Landslides represent one of the most critical issues for landscape managers. They can cause injuries and loss of human life and damage properties and infrastructure. The spatial and temporal distribution of these detrimental events makes them almost unpredictable. Studies on landslide susceptibility assessment can significantly contribute to prioritizing critical risk zones. Further, landslide prevention and mitigation and the relative importance of the affecting drivers acquire even more significance in areas characterized by seismicity. This study aimed to investigate the relationship between a set of environmental variables and the occurrence of landslide events in an area of the Apulia Region (Italy). Logistic regression was applied to a landslide-prone area in the Apulia Region (Italy) to identify the main causative factors using a large dataset of environmental predictors (47).
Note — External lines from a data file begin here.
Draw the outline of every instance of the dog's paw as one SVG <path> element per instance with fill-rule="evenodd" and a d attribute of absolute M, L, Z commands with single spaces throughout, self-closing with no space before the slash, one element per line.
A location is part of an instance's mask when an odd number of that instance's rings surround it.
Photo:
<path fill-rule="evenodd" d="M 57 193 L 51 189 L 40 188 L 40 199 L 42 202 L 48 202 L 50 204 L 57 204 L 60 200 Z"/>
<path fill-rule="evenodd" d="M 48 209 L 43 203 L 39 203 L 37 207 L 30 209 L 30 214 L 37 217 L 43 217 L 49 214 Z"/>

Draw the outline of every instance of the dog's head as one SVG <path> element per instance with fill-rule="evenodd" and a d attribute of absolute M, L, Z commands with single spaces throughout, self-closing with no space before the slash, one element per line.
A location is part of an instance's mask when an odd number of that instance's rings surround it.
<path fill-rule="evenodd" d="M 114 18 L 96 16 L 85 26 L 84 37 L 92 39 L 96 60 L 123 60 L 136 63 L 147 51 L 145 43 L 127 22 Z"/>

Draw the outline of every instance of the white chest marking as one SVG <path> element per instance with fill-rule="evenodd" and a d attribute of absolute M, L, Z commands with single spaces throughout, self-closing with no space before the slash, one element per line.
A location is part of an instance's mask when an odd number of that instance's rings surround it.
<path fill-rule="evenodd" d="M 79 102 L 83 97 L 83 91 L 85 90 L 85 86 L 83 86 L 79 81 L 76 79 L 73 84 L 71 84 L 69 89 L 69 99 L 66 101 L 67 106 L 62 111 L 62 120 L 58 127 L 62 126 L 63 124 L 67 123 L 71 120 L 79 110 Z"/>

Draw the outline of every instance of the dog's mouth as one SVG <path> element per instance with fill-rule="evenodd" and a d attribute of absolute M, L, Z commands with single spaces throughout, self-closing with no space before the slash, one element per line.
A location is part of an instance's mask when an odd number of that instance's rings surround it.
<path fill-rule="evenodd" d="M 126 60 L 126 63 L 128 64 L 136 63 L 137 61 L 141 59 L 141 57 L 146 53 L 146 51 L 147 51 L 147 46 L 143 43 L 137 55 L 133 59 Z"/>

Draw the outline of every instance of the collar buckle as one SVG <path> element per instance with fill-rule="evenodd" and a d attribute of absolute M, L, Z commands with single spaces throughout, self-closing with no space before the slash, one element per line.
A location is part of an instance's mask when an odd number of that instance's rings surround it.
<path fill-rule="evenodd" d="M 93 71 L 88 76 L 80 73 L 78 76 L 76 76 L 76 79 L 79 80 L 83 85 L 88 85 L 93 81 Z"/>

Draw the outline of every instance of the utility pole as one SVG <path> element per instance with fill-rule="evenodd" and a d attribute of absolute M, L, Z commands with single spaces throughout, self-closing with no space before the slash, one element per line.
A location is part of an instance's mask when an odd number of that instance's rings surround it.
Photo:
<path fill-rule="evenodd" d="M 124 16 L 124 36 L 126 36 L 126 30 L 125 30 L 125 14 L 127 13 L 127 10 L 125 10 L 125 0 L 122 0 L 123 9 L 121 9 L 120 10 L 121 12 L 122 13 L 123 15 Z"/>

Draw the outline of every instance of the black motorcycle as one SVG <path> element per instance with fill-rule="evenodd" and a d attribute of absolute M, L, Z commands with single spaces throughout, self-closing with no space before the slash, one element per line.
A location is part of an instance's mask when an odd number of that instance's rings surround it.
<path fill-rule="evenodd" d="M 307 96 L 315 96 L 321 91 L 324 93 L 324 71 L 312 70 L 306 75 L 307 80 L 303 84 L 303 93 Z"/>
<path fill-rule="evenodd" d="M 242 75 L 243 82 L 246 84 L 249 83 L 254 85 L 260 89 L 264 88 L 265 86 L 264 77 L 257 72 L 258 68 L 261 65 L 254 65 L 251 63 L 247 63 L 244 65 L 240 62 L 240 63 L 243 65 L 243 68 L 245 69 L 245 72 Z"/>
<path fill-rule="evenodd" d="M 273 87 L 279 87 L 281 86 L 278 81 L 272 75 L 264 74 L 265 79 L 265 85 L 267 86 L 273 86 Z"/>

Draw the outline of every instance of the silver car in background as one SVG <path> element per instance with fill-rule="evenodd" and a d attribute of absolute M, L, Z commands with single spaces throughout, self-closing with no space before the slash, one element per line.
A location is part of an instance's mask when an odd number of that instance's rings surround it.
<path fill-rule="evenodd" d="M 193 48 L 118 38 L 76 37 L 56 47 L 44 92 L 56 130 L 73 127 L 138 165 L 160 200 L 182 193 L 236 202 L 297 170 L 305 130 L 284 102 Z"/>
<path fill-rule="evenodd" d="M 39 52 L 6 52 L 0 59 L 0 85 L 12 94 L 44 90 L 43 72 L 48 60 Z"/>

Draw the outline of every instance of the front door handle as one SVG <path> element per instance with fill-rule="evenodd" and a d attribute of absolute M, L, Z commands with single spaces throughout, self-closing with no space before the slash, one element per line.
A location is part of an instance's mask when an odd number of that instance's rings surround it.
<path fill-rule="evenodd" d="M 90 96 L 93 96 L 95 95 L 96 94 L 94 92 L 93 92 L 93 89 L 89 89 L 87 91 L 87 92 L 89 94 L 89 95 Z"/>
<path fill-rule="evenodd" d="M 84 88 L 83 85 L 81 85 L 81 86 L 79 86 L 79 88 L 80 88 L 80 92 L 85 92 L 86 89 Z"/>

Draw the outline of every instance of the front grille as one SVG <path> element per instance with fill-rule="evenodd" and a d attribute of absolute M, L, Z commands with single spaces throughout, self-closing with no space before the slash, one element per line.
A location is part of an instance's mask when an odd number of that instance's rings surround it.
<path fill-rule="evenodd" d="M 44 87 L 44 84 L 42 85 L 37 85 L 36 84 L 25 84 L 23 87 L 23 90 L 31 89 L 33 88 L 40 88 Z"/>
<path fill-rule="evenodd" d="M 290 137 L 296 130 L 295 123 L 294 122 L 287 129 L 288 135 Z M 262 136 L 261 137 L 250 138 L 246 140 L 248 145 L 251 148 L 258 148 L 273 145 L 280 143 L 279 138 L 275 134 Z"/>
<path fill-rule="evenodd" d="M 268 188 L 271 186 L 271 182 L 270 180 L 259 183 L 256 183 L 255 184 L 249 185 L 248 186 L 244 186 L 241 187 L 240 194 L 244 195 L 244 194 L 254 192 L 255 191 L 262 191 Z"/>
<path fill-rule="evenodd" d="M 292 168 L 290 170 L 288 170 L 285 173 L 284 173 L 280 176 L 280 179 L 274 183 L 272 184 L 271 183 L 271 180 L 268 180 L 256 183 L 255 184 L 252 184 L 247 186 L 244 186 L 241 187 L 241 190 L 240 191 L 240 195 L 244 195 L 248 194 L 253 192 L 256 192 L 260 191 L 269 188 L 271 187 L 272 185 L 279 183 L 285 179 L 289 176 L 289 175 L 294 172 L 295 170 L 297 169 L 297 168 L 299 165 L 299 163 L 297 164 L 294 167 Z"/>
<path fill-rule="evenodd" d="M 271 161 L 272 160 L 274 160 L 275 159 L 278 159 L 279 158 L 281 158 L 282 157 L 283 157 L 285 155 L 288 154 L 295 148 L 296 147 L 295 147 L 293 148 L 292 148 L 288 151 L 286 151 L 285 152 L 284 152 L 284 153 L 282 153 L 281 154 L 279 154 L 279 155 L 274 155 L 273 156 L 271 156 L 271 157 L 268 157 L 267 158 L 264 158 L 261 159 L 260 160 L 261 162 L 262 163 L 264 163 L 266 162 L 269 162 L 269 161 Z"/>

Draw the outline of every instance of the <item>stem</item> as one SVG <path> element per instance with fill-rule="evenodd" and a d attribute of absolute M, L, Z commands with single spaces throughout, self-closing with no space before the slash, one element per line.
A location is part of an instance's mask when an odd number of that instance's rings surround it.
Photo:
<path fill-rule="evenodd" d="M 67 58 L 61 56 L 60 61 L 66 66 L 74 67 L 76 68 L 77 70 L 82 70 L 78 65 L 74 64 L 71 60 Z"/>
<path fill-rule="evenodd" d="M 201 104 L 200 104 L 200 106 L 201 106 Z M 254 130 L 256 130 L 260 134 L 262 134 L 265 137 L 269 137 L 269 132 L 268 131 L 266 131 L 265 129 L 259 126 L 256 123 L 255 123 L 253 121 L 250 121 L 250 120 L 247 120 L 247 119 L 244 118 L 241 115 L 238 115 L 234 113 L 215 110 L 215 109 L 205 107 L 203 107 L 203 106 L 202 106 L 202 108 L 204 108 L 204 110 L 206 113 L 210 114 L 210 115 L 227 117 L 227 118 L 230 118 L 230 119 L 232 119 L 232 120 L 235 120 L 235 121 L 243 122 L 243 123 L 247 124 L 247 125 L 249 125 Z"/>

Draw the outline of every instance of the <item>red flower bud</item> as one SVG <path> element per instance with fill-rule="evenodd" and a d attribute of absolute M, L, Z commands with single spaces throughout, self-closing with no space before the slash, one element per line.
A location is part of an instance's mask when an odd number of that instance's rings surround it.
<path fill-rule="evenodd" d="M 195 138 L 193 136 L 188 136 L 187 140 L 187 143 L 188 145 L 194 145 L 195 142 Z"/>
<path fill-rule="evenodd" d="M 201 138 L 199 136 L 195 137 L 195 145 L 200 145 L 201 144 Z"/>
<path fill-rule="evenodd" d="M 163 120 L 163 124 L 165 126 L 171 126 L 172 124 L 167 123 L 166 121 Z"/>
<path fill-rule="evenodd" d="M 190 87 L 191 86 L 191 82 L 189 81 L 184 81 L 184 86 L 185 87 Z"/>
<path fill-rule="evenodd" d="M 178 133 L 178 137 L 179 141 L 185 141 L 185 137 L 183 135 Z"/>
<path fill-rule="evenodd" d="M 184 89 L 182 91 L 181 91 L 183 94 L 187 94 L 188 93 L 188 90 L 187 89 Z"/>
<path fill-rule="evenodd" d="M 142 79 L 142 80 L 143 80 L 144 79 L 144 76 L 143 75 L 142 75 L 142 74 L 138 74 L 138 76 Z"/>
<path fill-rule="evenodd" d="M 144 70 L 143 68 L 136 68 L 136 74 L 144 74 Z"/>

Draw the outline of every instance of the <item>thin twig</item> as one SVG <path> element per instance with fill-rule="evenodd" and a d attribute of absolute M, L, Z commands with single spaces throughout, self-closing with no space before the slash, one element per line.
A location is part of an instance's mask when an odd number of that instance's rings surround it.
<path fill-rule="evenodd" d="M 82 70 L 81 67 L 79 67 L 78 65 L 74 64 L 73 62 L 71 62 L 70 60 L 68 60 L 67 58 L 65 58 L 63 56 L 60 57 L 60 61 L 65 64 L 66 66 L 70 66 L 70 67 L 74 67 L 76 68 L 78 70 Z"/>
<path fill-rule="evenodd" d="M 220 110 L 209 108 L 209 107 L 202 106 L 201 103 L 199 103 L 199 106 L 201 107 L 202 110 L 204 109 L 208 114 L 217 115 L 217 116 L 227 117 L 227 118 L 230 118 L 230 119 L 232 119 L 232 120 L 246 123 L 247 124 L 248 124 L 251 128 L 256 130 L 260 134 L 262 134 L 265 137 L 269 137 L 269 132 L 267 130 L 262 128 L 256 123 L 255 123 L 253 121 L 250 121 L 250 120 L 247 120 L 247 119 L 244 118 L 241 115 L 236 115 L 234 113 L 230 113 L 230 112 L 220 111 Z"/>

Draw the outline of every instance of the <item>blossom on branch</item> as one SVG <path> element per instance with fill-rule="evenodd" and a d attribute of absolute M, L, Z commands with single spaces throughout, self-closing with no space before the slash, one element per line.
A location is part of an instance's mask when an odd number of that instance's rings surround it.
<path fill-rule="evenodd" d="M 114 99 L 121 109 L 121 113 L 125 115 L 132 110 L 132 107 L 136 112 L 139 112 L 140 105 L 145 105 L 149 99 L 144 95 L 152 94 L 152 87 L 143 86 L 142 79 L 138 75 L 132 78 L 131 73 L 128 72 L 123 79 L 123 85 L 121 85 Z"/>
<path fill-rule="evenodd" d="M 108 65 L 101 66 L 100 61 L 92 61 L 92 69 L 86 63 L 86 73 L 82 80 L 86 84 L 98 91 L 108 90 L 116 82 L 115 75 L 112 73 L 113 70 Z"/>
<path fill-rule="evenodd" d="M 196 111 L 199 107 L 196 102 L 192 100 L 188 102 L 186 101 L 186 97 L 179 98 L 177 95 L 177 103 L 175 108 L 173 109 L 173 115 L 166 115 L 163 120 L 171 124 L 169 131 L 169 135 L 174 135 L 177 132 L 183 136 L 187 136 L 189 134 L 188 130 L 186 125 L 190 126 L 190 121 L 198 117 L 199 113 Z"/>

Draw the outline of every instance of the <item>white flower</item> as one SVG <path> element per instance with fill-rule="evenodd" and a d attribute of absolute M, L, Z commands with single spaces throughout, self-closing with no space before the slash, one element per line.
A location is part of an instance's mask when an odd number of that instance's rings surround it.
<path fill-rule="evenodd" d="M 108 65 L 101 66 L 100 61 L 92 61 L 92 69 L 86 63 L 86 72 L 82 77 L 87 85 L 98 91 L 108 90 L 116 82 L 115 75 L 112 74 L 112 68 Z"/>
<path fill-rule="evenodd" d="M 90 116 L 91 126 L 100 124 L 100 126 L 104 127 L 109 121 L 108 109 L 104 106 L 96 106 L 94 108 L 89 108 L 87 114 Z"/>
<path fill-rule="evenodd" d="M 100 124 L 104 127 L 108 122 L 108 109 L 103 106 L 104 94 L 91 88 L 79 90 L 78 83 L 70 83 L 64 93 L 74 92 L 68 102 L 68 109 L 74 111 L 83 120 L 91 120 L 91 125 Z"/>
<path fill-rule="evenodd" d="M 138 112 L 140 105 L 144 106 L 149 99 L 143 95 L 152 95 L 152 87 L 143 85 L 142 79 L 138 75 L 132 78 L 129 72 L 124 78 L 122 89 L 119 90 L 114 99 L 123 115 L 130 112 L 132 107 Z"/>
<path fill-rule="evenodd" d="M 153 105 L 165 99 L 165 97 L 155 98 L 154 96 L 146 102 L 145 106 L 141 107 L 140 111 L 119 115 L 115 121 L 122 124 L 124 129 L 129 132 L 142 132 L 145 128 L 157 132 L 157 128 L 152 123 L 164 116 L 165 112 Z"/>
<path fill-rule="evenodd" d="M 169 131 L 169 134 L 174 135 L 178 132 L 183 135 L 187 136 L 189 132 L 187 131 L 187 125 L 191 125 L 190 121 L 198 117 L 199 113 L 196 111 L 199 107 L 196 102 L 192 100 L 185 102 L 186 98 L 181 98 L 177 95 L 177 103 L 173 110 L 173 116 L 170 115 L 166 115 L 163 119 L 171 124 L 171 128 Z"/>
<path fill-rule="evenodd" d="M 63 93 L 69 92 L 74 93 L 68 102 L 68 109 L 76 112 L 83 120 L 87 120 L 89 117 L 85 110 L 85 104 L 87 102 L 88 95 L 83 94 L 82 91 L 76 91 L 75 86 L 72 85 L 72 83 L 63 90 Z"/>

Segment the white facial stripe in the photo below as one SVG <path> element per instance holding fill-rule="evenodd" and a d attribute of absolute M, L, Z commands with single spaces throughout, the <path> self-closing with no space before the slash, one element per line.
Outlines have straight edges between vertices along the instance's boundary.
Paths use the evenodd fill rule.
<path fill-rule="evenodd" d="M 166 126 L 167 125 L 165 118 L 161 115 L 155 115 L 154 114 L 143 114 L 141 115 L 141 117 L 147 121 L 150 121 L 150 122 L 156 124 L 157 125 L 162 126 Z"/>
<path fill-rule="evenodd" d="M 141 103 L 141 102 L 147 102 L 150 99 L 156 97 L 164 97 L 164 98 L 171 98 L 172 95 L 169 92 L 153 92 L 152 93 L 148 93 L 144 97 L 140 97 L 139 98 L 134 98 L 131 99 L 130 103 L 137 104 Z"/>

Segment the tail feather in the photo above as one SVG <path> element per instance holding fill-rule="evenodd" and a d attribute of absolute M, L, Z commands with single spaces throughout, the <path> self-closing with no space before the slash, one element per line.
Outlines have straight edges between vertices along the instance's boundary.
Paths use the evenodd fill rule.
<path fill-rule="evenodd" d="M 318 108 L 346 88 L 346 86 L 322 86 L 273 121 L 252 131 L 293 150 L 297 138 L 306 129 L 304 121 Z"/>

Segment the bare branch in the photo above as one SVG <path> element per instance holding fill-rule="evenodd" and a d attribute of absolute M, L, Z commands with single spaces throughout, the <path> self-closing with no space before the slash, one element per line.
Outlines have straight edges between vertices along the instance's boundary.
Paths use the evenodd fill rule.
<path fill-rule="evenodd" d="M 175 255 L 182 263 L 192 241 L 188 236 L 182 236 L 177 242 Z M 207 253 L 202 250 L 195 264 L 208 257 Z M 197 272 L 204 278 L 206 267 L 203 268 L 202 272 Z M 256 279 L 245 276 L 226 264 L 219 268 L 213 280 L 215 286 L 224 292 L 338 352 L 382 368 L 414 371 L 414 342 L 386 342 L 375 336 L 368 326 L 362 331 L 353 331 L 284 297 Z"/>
The results of this case study show that the logistic regression achieved a good performance, with an AUC (Area Under Curve) >70%. Therefore, the model developed would be a useful tool to define and assess areas for landslide occurrence and contribute to implementing risk mitigation strategy and land use policy.

Suggested Citation

  • Antonio Ganga & Mario Elia & Ersilia D’Ambrosio & Simona Tripaldi & Gian Franco Capra & Francesco Gentile & Giovanni Sanesi, 2022. "Assessing Landslide Susceptibility by Coupling Spatial Data Analysis and Logistic Model," Sustainability, MDPI, vol. 14(14), pages 1-13, July.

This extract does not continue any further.